In [1]:
import pandas as pd
import chardet
with open('SMSSpamCollection.csv', 'rb') as f:
    encoding = chardet.detect(f.read())['encoding']


In [2]:
df=pd.read_csv('SMSSpamCollection.csv',sep="\t",names=["label","message"],encoding=encoding)

In [3]:
df.head()

Unnamed: 0,label,message
0,ham,"Go until jurong point, crazy.. Available only ..."
1,ham,Ok lar... Joking wif u oni...
2,spam,Free entry in 2 a wkly comp to win FA Cup fina...
3,ham,U dun say so early hor... U c already then say...
4,ham,"Nah I don't think he goes to usf, he lives aro..."


In [4]:
df.shape

(5572, 2)

In [5]:
df['message'].loc[100]

"Please don't text me anymore.
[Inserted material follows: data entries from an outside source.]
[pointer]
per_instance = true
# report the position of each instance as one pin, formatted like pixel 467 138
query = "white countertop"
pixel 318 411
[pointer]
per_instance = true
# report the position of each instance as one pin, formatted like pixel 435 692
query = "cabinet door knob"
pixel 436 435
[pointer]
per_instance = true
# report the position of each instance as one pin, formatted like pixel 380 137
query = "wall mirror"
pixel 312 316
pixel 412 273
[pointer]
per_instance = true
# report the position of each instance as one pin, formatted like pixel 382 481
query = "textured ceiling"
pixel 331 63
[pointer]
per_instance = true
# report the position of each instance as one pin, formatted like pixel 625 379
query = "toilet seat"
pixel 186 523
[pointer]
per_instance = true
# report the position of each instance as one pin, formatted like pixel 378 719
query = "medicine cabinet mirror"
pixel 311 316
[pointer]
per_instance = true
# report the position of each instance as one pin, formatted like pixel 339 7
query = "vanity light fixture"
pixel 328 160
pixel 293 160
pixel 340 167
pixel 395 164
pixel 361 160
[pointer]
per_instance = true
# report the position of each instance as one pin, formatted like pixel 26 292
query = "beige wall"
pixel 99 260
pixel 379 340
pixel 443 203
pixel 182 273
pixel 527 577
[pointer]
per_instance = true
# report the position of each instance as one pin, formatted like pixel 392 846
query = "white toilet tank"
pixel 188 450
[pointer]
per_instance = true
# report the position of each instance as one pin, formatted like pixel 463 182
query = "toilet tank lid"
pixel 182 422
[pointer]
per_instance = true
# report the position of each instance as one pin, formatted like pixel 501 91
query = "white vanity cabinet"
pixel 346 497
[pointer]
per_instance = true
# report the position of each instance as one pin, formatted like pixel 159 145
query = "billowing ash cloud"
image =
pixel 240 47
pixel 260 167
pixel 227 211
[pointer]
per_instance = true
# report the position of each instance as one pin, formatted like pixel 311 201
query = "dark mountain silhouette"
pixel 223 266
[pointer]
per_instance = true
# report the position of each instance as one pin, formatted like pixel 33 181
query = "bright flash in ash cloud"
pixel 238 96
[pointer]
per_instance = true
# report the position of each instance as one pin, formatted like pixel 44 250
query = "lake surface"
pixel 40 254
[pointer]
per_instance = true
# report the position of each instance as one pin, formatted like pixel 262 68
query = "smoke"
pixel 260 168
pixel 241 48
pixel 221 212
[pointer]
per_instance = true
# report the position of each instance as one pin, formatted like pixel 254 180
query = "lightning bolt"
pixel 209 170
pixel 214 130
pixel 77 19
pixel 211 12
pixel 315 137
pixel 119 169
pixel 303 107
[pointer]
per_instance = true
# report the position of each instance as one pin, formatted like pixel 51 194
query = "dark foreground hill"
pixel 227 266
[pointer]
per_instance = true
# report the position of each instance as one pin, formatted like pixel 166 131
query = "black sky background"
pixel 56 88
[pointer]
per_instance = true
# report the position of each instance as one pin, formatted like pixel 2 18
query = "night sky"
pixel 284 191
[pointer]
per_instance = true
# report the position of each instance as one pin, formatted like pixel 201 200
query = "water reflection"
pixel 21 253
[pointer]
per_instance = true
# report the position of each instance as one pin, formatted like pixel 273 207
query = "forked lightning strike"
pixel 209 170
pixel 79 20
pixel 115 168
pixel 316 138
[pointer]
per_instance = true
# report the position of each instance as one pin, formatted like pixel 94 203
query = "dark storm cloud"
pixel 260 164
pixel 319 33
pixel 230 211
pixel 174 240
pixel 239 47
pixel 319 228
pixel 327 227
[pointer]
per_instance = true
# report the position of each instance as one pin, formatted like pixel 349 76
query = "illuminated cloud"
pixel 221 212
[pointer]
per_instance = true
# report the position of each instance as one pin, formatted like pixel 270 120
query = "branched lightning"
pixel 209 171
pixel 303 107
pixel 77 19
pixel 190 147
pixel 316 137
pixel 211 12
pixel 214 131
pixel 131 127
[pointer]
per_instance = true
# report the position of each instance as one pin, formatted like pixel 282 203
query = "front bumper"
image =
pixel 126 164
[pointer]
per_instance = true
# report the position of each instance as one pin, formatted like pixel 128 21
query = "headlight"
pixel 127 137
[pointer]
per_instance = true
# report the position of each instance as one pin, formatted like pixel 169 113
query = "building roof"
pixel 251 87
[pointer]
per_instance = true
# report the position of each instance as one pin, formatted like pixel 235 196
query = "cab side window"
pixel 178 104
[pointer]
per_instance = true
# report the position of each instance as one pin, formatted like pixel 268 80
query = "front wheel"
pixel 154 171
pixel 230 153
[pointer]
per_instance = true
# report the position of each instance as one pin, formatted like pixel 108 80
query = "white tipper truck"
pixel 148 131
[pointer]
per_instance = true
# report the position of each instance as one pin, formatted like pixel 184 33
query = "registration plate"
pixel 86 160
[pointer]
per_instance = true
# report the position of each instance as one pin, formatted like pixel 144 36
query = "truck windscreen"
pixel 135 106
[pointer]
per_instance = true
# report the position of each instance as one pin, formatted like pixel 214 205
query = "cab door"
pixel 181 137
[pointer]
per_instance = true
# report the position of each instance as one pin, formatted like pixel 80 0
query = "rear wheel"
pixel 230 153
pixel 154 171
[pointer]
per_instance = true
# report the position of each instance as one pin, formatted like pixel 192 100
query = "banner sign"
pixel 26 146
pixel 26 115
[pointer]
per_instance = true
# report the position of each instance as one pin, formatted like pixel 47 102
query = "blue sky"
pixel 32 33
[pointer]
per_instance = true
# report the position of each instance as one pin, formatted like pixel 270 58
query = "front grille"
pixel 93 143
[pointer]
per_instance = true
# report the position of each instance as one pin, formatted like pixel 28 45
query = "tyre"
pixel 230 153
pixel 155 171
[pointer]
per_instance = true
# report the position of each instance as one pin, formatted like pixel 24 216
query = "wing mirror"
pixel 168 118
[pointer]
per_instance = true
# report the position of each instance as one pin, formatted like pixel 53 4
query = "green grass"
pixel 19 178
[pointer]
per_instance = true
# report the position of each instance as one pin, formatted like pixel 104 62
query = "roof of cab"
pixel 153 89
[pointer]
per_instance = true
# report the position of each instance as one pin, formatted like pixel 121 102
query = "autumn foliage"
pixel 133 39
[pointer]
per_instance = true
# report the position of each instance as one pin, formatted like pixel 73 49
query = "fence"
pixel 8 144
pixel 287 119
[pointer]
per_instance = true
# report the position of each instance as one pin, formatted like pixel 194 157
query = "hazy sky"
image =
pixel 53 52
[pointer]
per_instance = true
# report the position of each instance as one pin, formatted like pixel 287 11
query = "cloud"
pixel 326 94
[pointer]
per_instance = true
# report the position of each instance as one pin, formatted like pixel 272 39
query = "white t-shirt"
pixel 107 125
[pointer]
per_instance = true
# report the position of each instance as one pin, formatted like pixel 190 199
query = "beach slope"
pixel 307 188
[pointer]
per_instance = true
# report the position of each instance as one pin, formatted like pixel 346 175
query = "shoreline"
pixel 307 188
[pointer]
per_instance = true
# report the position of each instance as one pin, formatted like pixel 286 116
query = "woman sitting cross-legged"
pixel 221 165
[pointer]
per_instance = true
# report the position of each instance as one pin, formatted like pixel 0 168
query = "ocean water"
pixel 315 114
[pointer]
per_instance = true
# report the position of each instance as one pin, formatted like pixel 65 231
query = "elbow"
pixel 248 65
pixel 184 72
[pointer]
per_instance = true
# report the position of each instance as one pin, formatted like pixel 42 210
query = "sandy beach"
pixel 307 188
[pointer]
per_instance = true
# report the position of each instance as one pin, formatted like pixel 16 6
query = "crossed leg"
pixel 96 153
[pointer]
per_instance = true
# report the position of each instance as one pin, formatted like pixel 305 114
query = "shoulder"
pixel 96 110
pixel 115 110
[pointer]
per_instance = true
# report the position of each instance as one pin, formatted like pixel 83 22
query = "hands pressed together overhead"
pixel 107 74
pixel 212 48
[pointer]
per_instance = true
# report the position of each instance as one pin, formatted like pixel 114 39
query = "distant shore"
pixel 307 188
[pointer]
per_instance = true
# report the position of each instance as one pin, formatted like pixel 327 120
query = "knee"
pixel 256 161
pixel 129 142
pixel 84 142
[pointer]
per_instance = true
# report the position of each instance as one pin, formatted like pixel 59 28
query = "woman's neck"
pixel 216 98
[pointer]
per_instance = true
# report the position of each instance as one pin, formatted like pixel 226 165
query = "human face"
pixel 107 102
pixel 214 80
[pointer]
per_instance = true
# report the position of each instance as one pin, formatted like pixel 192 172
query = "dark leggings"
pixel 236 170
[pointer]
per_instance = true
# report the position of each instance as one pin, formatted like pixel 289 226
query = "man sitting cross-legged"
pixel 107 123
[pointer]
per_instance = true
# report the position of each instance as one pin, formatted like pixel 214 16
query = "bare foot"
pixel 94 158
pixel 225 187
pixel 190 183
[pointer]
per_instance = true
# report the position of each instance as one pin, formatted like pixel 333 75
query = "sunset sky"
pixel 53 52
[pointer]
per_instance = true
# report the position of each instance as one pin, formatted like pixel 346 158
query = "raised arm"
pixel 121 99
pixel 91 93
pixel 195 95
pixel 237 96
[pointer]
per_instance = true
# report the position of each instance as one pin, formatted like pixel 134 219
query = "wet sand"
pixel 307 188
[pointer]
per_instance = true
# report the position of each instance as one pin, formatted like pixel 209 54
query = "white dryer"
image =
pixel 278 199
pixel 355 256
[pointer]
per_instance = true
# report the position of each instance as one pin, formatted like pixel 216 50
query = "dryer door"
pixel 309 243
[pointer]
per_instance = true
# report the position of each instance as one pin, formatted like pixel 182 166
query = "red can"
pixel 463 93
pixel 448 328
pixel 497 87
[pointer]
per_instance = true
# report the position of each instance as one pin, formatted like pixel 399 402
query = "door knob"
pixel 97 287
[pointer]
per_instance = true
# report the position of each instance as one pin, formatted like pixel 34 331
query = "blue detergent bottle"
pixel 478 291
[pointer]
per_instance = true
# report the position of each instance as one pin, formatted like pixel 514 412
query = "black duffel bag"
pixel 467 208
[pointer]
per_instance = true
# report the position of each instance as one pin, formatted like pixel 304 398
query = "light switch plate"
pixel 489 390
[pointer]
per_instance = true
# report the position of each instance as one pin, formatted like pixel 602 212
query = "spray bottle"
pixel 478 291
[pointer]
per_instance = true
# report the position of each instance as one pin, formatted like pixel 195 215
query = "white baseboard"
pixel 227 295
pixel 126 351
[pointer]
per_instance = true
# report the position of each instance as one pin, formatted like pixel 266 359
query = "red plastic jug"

I have nothing else to say."


**Data Cleaning and Preprocessing**


1.   Text Preprocessing
  *   Tokenization
  *   Stop Words
  *   Stemming
  *   Lemmetization
  *   NLTK Library

2.   Word Embeddings
  *   BOW
  *   TFIDF
  *   Word2Vec
  *   AvgWord2Vec





In [6]:

import nltk
import string
#download resources
nltk.download('stopwords')
nltk.download('punkt')
nltk.download('wordnet')

[nltk_data] Downloading package stopwords to /root/nltk_data...
[nltk_data]   Package stopwords is already up-to-date!
[nltk_data] Downloading package punkt to /root/nltk_data...
[nltk_data]   Package punkt is already up-to-date!
[nltk_data] Downloading package wordnet to /root/nltk_data...
[nltk_data]   Package wordnet is already up-to-date!


True

In [7]:
from nltk.corpus import stopwords
from nltk.tokenize import word_tokenize


In [8]:
#tokenize text
df["message_preprocess"]=df['message'].apply(lambda x: word_tokenize(x))
df["message_preprocess"].head()

0    [Go, until, jurong, point, ,, crazy, .., Avail...
1             [Ok, lar, ..., Joking, wif, u, oni, ...]
2    [Free, entry, in, 2, a, wkly, comp, to, win, F...
3    [U, dun, say, so, early, hor, ..., U, c, alrea...
4    [Nah, I, do, n't, think, he, goes, to, usf, ,,...
Name: message_preprocess, dtype: object

In [9]:
df["message_preprocess"].loc[100]



['Please',
 'do',
 "n't",
 'text',
 'me',
 'anymore',
 '.',
 'I',
 'have',
 'nothing',
 'else',
 'to',
 'say',
 '.']

In [10]:
# Get the English stopwords list
stopwords_list = stopwords.words('english')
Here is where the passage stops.